Downvoted, because not beautiful info viz. Those y axes are wild. Left, 60->100, right 1000->6000. We are shown fluctuations in different relative magnitudes but the data is presented as the same relative magnitude.
Automation eventually reaches everywhere.
Productivity and automation ( ˘ ³˘)♥
I would guess a lot of the infrastructure was also in place post COVID for ramping up. No need to hire new drill crews when the tap had just been switched off and could be switched on again. The increase in hiring seems to coincide with renewed increase in production from 2021 onwards, but production is still below COVID so a probably still a lot of untapped “easy” production with minimal employee ramp-up needed.
So output has risen but employment numbers haven’t?
Just like manufacturing, agriculture, and a ton of other industries?
Looks like a lagging indicator to me. Perhaps drillers (80K) drilled new wells, then were fired. Some of them would be rehired as frackers (60K) and now the companies are employing more drillers as the fields are near peak.
Well it’s just a guess, but you can tell a lot from a lagging indicator. Whereas a coincident indicator doesn’t tell you which is cause and which is effect.
This graph is no bueno. If you zoom out and allow the proper scale to zero, it’s much less dramatic.
They have a pile of untapped wells all over the US. They don’t have to drill more to increase production. Most of my friends moved out of the drilling industry.
Proponents of drilling more oil would always tell us “it creates American jobs.” Now all it does is create wealth for not the middle class.
In 2008, we started to use frack sleeves and more frac plugs. The spacing and location of these tools was way more random than today where its optimized in spacing, size, proppant volume and more. In addition, pumping horsepower has become more efficient along with choking a well upon production to keep wells producing longer.
The amount of jobs needed to develop a new well is about 7x the jobs to keep an existing well producing. So tons of people were needed to ramp up drilling activity then followed by a slow bleed.
As to why, there are a lot of factors at play.
Investors have slowly exited oil and gas, thus, a lot of smaller companies do not have access to capital to grow.
Larger companies are buying the mid sized and smaller companies and just holding on to their acreages.
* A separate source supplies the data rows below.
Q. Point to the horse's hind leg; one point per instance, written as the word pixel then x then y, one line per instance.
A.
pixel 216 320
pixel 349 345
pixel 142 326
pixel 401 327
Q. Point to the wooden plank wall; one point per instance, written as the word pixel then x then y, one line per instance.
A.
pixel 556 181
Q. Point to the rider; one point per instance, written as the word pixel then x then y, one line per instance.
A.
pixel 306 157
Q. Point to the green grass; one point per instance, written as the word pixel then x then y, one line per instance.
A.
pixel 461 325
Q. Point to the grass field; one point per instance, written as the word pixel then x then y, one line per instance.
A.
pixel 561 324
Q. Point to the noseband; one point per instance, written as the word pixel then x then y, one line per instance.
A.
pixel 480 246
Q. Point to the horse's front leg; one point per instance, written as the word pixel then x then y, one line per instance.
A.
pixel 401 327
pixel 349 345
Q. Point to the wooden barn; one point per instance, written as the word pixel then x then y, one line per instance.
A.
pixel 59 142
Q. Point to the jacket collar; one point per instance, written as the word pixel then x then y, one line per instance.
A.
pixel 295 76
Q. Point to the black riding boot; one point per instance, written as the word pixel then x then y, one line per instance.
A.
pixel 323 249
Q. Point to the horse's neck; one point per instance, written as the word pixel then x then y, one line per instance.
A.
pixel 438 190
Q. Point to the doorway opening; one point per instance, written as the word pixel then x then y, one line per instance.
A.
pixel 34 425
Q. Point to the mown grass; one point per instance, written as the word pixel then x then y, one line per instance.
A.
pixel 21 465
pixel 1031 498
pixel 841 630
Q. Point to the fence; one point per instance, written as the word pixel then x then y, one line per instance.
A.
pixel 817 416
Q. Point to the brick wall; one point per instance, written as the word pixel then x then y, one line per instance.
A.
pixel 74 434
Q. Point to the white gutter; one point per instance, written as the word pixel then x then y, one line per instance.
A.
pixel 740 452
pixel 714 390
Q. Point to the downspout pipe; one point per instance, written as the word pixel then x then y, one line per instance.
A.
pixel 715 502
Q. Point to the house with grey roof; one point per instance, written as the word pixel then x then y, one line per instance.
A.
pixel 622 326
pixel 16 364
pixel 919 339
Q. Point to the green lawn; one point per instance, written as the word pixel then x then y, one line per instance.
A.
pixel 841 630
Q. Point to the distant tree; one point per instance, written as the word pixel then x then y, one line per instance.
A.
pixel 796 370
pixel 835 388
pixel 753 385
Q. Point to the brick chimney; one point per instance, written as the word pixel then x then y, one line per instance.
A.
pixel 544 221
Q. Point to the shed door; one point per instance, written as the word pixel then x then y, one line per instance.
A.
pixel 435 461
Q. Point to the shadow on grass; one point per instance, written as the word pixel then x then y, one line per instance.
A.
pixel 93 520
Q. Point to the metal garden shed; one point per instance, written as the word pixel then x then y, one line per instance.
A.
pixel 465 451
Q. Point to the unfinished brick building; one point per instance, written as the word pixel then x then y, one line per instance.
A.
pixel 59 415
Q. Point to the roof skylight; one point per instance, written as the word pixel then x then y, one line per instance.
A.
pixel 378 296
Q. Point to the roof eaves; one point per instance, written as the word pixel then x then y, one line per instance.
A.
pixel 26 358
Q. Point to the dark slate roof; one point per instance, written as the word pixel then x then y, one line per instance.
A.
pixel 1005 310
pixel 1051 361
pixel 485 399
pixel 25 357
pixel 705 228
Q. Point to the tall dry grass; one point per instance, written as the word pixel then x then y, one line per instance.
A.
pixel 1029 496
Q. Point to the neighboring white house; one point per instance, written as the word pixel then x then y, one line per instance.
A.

Market conditions are not favorable. Oil prices always fluctuate, inventory degration, steel tariffs, and more oil supply in the global market, activity has really slowed down.
When companies are not drilling much and uncertain about profitability, mass layoffs start happening (see CVX and COP).
There’s also not much incentive for young talent to join the oil and gas industry. Similarly, companies just aren’t putting resources to develop employees since a layoff is always the “easiest way to cut costs”.
Tldr; slowed development activity = layoffs
Source: long time engineer in o&g
Setting up a an oil rig takes a lot more workers than running one.
Did they account for increases in transportation and refining jobs in these stats?